Il ritorno delle causali “comporterà un aumento del contenzioso, che le riforme degli anni scorsi avevano contribuito ad abbattere: le cause di lavoro sui contratti a termine sono passate da oltre 8.000 nel 2012 a 1.250 nel 2016”. La proposta che Confindustria sottopone al Parlamento è quindi di “prevedere che l’apposizione di un termine massimo di 24 mesi per la durata del contratto a termine non sia subordinata all’individuazione di causali”. A chiederlo è il direttore generale di Confindustria, Marcella Panucci, in audizione alla Camera sul Dl dignità.
Il provvedimento “rende più difficoltoso il ricorso ai contratti a termine e alla somministrazione”, spiega Panucci. In sostanza, il decreto-legge “individua nel contratto a tempo determinato e nella somministrazione gli strumenti contrattuali cui andrebbe imputata la cd. precarizzazione dei rapporti di lavoro. Da qui la scelta di imporre una “stretta” alla disciplina vigente, con tanto di retromarcia, come anticipato in premessa, rispetto a scelte compiute solo pochi anni fa”.
I dati, tuttavia, “non sembrano quindi supportare la preoccupazione di un aumento della precarietà del lavoro legata a comportamenti opportunistici da parte delle imprese. Al contrario, la quota di aumento del lavoro temporaneo spiegato dalla corrispondente riduzione di collaborazioni e lavoro accessorio è verosimilmente associata a una diminuzione della precarietà, anziché al temuto aumento”, ha spiegato Panucci.

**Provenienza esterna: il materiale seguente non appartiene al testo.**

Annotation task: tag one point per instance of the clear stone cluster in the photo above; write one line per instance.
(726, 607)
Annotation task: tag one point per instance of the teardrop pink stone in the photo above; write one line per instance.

Le modifiche introdotte, dunque, “rischiano di avere un impatto negativo sull’occupazione complessiva”. Ora “è necessario modificare le misure contenute nel decreto-legge sulla disciplina dei contratti a termine, che sono inefficaci rispetto agli obiettivi dichiarati e potenzialmente pregiudizievoli per il mercato del lavoro”.